Waymoとボルボが電気ロボタクシー開発で「独占」提携

Waymo(ウェイモ)の自動運転ソフトウェアが勢力範囲をさらに広げている。今度はVolvo Car Group(ボルボ・カー・グループ)との提携だ。米国時間6月25日、両社はWaymoの自動運転ソフトウェアを配車サービス用に開発する新型電気自動車に組み込むための「独占」提携を発表した。

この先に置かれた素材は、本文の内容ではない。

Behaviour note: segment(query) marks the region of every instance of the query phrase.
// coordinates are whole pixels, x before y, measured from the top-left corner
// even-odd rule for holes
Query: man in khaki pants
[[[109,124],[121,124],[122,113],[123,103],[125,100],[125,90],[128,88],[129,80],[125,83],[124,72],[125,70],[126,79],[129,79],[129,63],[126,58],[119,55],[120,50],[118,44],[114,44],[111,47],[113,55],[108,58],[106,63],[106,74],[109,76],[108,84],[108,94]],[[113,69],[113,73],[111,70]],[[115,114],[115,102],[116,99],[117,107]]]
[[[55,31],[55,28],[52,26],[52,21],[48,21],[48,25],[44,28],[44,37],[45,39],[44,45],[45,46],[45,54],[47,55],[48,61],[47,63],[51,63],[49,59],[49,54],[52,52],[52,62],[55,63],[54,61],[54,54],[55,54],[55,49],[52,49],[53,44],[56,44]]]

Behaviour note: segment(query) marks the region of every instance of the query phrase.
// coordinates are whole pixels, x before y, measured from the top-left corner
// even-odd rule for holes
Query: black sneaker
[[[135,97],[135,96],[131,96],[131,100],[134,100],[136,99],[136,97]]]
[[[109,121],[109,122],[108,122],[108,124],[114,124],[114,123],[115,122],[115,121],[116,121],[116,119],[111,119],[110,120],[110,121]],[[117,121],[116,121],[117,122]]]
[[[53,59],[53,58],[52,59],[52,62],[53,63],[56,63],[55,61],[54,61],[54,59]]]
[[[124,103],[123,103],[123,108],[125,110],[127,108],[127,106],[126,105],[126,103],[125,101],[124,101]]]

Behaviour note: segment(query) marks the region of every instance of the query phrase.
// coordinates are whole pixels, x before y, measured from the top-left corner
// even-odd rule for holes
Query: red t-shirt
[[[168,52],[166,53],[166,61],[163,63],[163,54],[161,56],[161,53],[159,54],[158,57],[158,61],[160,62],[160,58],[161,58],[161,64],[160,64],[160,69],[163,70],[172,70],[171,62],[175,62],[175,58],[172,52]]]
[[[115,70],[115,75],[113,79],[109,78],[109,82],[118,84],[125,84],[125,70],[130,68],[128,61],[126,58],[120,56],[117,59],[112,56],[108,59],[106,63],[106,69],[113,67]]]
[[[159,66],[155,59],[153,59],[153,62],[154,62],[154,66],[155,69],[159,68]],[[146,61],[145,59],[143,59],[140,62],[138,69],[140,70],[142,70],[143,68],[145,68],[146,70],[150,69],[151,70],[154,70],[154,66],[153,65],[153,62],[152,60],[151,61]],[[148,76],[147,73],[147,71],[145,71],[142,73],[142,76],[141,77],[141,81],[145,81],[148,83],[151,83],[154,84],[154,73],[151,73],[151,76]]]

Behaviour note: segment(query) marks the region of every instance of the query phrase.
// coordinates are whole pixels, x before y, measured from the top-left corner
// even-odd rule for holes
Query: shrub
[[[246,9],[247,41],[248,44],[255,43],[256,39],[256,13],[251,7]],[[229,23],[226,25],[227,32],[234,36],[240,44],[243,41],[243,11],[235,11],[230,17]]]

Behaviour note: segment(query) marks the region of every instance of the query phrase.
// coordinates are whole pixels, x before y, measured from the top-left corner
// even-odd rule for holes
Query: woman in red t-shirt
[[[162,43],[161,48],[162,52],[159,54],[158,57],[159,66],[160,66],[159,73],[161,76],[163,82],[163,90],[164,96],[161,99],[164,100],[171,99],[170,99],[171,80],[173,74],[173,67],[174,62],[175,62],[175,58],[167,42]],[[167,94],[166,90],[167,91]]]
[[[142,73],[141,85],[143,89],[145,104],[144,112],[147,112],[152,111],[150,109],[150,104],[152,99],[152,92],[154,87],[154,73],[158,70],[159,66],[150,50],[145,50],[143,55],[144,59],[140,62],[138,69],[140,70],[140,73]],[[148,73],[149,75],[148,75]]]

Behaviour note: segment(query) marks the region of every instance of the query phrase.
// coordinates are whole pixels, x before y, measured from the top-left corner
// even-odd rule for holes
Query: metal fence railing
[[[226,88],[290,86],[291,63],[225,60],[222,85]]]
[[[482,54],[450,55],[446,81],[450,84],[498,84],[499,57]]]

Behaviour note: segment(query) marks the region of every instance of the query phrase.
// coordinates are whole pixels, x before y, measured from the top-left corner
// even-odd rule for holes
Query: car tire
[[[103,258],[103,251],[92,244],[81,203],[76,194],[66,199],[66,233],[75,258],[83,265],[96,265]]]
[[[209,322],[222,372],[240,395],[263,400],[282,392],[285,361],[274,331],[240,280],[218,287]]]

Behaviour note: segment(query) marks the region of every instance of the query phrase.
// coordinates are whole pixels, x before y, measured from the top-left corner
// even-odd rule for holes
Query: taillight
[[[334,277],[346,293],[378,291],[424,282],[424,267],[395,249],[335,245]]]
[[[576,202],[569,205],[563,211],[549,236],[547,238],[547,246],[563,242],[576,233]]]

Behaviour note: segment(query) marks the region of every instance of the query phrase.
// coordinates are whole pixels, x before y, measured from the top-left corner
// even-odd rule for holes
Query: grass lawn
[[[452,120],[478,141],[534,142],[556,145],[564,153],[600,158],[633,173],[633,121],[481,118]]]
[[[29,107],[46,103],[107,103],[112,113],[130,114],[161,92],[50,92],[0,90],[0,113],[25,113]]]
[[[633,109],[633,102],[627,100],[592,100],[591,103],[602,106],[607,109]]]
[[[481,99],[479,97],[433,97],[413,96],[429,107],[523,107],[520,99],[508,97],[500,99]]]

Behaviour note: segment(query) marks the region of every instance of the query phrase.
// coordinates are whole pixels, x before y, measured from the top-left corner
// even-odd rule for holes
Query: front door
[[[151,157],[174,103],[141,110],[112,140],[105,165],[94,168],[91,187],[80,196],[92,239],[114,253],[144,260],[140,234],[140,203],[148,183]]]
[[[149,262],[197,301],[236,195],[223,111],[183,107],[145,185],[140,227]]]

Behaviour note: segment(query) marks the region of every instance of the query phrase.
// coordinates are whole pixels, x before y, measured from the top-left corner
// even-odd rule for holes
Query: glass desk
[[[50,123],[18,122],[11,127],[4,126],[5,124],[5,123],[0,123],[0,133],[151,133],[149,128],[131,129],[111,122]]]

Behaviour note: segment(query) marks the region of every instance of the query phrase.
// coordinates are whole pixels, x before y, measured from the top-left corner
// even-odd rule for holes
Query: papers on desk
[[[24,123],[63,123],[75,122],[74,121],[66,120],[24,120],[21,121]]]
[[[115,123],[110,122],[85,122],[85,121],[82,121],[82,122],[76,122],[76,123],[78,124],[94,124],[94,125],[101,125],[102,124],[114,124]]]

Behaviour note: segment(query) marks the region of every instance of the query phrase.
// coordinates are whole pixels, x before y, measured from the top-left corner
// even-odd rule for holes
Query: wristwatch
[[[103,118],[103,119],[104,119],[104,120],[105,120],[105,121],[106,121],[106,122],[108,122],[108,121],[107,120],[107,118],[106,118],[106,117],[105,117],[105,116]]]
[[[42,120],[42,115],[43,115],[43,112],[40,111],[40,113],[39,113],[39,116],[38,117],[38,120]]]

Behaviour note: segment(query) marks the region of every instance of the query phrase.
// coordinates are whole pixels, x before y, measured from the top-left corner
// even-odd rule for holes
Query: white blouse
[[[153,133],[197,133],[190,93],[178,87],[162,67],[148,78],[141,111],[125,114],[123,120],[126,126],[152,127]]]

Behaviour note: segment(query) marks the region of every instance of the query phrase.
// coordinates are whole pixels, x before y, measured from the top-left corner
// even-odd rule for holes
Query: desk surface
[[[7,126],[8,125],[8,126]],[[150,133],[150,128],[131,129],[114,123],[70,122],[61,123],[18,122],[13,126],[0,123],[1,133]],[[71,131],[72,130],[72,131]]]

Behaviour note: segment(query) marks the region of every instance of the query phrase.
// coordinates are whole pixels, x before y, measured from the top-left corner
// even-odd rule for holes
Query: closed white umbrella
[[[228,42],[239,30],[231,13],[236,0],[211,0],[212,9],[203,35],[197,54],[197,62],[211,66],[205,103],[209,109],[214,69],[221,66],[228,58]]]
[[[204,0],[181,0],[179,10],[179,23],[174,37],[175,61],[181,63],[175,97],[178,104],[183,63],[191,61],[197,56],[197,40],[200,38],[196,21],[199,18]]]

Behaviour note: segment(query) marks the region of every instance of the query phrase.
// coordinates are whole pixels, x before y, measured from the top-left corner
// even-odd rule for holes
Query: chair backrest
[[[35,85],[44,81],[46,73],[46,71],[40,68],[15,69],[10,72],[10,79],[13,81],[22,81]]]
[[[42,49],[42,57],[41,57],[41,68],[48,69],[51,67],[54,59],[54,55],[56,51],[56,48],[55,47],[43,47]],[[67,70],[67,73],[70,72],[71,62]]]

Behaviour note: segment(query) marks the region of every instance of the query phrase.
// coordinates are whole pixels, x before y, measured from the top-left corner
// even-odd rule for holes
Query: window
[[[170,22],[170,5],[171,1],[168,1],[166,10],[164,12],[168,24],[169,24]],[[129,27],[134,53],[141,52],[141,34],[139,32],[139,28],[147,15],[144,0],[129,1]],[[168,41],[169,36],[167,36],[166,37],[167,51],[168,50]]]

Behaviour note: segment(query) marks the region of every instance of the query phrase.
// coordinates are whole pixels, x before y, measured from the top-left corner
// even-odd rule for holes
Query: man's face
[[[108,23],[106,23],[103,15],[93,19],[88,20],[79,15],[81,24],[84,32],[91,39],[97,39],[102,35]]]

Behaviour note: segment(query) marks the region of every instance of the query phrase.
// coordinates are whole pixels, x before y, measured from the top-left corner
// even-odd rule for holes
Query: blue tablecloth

ボルボとWaymoは、「まず共同でWaymo Driver(ウェイモ・ドライバー)を、配車サービスのために新規開発する業務用電気自動車プラットフォームに組み込む」という以外に、今回の提携に関する詳細や具体的な方向性などはほとんど示さなかった。「まずは共同で」という言葉からは、その後がまだまだあることを推察できる。この新しい車両プラットフォームは、SAEの定位によるレベル4の自動運転に対応することを私たちは把握している。つまり、特定の地域内、または特定の天候や道路状況において、あらゆる運転操作が行えるというものだ。

この提携には、高性能電気自動車のブランドPolestar(ポールスター)やLynk & Co. International(リンク・アンド・カンパニー・インターナショナル)など、ボルボグループ傘下のすべての企業も含まれると、ボルボグループのCTOであるHenrik Green(ヘンリク・グリーン)氏は、あらかじめ用意された声明の中で強調していた。

「完全自動運転車には、これまでにないレベルで道路安全性の改善をもたらし、人々の生活、仕事、移動に革命を起こす可能性があります」とグリーン氏は声明の中で述べている。「Waymoとの提携により、Volvo Cars、Polestar、そしてLynk & Co.に新しいエキサイティングなビジネスチャンスの幕が開きます」

「独占」とは、提携関係を説明するときに使われる言葉でもある。しかし、具体的な詳細情報がなければ、それが何を目標とし、この「独占」が実際に何を表すかを知るのは難しい。ここでは、Waymoのレベル4自動運転ソフトウェアを説明する際に独占という言葉が使われていた。つまり、この2つの企業は共同開発を進めるか、あるいはその技術スタックの内部作業で秘密情報を共有する可能性を示唆している。また、この提携が、ライセンス契約の可能性を含む形式になっていることもうかがわせる。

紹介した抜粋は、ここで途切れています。